A careful history and physical examination are fundamental tools for diagnosing and treating psychiatric disorders. Essential components of a patient's history include present illness, past medical history, psychiatric history, substance abuse, family and social information, and medication use. This history will provide insight into the patient’s current illness, predisposing factors like genetic vulnerabilities and low socioeconomic status, current life stressors, family dynamics, and support systems available to the patient. In some cases, medications that have worked for another family member may suggest that patient will benefit from it.

The physical examination starts by examining the patient's general appearance and begins as the physician sets an eye on the patient. The overall patient well-being and nutritional status may be assessed just through observation. A patient may appear messy or bizarre with clothing that may not be appropriate for the setting. Other important aspects that can be evaluated include the patient's psychomotor activity, the patient's mood and affect, and the patient's thought process and thought content. The clinician can observe whether the patient's movements are slow down or if the patient is fidgeting and agitated. The should evaluate patient speech patterns and determine if their thoughts are goal-directed or disorganized. Finally, assessing the patient's thoughts for any delusions, hallucinations, or suicidal and homicidal thoughts, among others, is essential.

A patient's history can help guide specific organ systems' physical examination to focus their attention first. For example, during an assessment of subconjunctival, a patient's pale and dry appearance may suggest self-neglect and inadequate dietary intake due to depression, schizophrenia, and AN. The skin examination is performed for evidence of cuttings marks associated with a borderline personality disorder, depression, and even eating disorders. Other systems-specific physical exams may be based on the patient's history that gives the physician a prompt for further assessment.

Evaluation

Different diagnostic methods that help evaluate brain function are among the most critical advances that have made it possible to target neuromodulatory psychiatric treatment. Several diagnostic techniques are good at giving information about the cortical structures and function.

  • TMS provides a noninvasive means of probing the neurophysiology of different cortical structures function and dysfunction.[26][27][28]
  • fMRI and PET help provide information about the subcortical structures.[26][27][28][29]

Laboratory workup is performed to exclude primary organic etiologies that may mimic psychiatric disorders. Neuroimaging studies include brain magnetic resonance imaging (MRI) and computed tomographic (CT) scans of specific body areas as needed.

Treatment / Management

The primary goal of treating psychiatric disorders is to improve the functionality of the patients in the society.

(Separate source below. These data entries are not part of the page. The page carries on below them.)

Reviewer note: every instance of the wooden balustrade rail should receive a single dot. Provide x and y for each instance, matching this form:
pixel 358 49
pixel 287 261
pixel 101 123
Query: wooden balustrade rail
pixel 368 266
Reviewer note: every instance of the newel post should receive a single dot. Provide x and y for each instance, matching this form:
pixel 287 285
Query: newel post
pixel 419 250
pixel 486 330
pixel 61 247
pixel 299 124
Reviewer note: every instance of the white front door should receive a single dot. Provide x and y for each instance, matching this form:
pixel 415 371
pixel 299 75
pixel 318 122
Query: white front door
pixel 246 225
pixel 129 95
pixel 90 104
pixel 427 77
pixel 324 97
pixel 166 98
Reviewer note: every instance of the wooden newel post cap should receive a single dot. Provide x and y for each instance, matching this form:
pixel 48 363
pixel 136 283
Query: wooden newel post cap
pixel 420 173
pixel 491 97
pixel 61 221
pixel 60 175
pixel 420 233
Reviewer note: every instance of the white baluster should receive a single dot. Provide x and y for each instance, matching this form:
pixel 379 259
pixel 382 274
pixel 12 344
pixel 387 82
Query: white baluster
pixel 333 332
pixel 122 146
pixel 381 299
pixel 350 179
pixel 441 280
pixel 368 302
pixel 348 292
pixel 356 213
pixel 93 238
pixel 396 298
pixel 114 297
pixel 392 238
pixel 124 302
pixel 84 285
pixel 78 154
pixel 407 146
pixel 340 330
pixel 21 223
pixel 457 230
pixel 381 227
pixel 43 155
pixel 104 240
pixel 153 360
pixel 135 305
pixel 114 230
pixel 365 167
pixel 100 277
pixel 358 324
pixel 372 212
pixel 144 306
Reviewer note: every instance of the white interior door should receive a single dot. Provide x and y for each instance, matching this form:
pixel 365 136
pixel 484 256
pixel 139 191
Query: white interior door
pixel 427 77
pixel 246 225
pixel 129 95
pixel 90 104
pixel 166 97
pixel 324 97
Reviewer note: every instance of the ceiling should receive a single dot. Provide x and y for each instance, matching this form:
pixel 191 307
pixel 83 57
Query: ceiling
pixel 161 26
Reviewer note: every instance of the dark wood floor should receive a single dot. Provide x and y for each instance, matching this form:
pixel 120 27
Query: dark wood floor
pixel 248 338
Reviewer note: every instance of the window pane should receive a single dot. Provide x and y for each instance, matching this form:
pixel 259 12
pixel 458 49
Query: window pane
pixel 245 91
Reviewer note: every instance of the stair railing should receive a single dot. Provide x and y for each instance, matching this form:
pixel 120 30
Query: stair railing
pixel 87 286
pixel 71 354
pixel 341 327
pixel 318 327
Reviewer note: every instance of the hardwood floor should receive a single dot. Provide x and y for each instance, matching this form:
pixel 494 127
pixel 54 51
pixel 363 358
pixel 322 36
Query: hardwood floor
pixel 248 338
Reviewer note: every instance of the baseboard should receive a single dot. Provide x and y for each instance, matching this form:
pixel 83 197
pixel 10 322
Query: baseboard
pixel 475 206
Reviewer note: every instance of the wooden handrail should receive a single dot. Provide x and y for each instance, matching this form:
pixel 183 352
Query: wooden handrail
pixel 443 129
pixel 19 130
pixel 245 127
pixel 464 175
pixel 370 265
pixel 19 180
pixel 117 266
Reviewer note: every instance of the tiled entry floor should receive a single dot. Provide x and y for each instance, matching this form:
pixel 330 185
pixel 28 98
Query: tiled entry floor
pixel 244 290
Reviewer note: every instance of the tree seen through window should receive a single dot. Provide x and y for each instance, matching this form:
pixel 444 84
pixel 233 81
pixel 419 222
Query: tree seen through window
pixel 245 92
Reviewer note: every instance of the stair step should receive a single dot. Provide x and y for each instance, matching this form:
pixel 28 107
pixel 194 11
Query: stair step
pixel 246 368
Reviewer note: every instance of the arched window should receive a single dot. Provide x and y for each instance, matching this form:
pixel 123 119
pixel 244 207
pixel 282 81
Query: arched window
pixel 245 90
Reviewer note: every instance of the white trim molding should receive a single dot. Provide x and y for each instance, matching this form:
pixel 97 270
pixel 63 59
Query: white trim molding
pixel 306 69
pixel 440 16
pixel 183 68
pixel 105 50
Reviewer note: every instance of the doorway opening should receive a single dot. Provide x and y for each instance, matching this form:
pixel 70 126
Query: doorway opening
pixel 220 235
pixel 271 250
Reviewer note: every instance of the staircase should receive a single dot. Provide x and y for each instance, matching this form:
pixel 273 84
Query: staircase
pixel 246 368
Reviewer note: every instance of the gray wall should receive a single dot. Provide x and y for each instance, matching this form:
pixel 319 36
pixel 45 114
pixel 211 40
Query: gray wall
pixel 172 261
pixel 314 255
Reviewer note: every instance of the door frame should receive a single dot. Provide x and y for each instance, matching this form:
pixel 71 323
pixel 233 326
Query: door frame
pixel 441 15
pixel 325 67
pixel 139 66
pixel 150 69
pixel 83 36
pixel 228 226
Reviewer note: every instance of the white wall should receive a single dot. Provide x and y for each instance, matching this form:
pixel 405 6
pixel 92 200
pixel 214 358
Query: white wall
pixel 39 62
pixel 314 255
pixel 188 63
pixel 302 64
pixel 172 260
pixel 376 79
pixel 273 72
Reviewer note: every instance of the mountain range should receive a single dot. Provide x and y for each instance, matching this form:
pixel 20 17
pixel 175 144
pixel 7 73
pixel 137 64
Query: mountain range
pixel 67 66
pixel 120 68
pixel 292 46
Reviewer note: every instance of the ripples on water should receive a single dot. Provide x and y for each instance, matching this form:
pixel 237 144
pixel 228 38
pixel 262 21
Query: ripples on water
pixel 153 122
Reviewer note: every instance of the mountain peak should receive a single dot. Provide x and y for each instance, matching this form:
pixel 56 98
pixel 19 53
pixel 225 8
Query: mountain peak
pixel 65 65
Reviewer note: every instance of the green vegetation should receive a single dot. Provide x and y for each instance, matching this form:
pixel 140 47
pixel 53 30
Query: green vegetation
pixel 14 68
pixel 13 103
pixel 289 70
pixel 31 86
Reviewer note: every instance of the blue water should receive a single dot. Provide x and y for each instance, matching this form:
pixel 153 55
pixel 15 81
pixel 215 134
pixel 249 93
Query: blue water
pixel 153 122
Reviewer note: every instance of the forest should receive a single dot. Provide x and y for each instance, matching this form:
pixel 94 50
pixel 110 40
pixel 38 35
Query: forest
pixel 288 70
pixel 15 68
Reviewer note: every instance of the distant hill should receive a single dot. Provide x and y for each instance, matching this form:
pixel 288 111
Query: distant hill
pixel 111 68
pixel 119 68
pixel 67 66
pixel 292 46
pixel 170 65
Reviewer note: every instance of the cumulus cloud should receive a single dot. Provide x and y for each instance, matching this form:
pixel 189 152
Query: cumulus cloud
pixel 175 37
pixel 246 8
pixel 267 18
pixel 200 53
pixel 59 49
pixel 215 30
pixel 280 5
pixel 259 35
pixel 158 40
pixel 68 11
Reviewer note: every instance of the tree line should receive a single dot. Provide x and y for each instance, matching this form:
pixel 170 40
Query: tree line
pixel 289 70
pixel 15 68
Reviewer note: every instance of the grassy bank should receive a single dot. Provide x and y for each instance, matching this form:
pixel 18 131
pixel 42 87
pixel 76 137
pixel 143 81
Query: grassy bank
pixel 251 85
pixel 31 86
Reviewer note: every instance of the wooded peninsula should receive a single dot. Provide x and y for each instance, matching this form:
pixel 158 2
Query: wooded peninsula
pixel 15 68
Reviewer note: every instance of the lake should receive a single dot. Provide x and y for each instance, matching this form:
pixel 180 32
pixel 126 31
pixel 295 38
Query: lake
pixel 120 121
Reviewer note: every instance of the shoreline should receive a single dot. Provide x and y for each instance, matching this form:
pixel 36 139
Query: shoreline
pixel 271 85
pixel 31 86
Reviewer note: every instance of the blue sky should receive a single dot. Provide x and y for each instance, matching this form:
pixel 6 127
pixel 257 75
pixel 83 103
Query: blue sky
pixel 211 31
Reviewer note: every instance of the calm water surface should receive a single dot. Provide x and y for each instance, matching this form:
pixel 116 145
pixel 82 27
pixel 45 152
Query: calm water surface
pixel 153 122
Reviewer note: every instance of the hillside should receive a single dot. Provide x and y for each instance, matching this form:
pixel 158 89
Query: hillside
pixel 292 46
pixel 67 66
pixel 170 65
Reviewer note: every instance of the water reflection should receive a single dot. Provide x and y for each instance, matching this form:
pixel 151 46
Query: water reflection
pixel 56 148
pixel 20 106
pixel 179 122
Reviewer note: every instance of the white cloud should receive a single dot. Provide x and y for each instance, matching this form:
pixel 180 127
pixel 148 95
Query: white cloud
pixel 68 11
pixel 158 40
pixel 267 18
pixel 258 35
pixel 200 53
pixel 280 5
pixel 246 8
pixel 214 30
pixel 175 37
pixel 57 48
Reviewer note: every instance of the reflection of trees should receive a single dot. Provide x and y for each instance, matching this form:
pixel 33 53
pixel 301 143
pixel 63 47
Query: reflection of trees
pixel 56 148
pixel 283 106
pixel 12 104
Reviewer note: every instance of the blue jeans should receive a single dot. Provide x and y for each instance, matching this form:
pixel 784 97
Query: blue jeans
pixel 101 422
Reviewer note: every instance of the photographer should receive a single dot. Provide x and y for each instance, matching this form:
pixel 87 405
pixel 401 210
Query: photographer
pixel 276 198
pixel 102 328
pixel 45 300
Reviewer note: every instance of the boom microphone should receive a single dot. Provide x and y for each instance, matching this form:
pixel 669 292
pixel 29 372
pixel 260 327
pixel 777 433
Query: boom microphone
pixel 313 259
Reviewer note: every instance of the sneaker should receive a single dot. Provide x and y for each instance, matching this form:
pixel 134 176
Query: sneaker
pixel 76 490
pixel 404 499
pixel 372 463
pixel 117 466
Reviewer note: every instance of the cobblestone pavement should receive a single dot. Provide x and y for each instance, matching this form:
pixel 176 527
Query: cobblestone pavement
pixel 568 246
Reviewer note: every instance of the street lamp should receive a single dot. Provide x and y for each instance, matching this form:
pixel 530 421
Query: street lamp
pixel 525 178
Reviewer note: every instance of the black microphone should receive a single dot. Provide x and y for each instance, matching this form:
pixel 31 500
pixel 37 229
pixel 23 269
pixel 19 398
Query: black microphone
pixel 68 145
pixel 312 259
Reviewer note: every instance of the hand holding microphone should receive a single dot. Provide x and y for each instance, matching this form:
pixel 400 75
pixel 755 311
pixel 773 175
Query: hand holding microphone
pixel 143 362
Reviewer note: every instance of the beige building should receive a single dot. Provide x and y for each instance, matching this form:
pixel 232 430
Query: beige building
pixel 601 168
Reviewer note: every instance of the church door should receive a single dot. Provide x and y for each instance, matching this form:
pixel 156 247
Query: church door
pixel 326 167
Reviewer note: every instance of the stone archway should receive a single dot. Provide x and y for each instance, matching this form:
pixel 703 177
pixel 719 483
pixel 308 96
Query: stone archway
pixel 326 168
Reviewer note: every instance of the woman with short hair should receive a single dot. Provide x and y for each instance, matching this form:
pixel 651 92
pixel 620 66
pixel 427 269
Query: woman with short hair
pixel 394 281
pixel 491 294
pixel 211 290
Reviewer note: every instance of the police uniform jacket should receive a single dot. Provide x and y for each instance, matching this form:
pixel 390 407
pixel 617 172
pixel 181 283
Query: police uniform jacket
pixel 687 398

While the stigma due to the origins of psychosurgery still looms, the utilization of neuromodulatory surgery to treat the psychiatric disorder is nowadays backed by not only a more profound understanding of brain structure and function, but also the development of new stereotactic microsurgical technique and results about successful management of other neurological disorders through neuromodulation. This fountain of knowledge has led to the development of treatment options that target a particular region of the brain and effects that can be reversible, unlike the earlier process like prefrontal leucotomy that involves the permanent removal of parts of the brain.

Only patients with severe, chronic, disabling, and treatment-refractory psychiatric illness should be considered for surgical intervention. Psychiatric disorders that might benefit from surgical intervention include OCD and major affective disorder (unipolar major depression or bipolar disorder). Schizophrenia diagnosis is not currently considered a clear indication for surgery. Ablative procedures, including cingulotomy, anterior capsulotomy, subcaudate tractotomy, and limbic leucotomy, are psychosurgical procedures still used today in some cases.

The concept of DBS in treating psychiatric disorders can be attributed to its success in treating movement disorders like Parkinson’s disease, essential tremor, and dystonia.[32] Current research and clinical experience have shown promising results in the use of DBS in treatment-resistant OCD, anxiety disorders, depression, and trials are underway for the utilization of this procedure in the treatment of schizophrenia.[33] DBS is a non-destructive treatment option that is reversible, less invasive, and can be modifiable based on the patients.[34] While cost-wise, DBS may be more expensive, recent studies show long-term benefits with cost leveling off.[35] DBS involves placing electrodes deep in the brain. Through these electrodes, a specific brain region is stimulated with frequencies as high as >100Hz.[36] This often results in the inhibition of the target area, producing some functional ablation which can be reversed if the stimulation is discontinued. The mechanism by which DBS exerts its effects is not entirely understood. It is believed that DBS modulates neural activity by stimulating or inhibiting neurons and fiber pathways that will subsequently allow neurochemical release.[36] Clinical trials are ongoing, and the DBS's acceptance is growing, albeit slowly in the psychiatric community.[37] The procedure is performed using a stereotactic frame fixed to the patient’s head with neuroimaging studies performed (brain MRI or head CT scan fused with a prior brain MRI). The target is determined based on the disorder's pathophysiological basis, and electrodes are introduced into these areas. The surgical trajectory must avoid intracranial vessels and ventricular walls during the navigation planning. After the procedure is finished, the electrode contacts' position must be verified postoperatively using a brain MRI before starting the stimulation. The stimulation parameters should be obtained and recorded for future adjustments. Psychiatric and neuropsychological assessments must be performed regularly to evaluate the effectiveness of the procedure.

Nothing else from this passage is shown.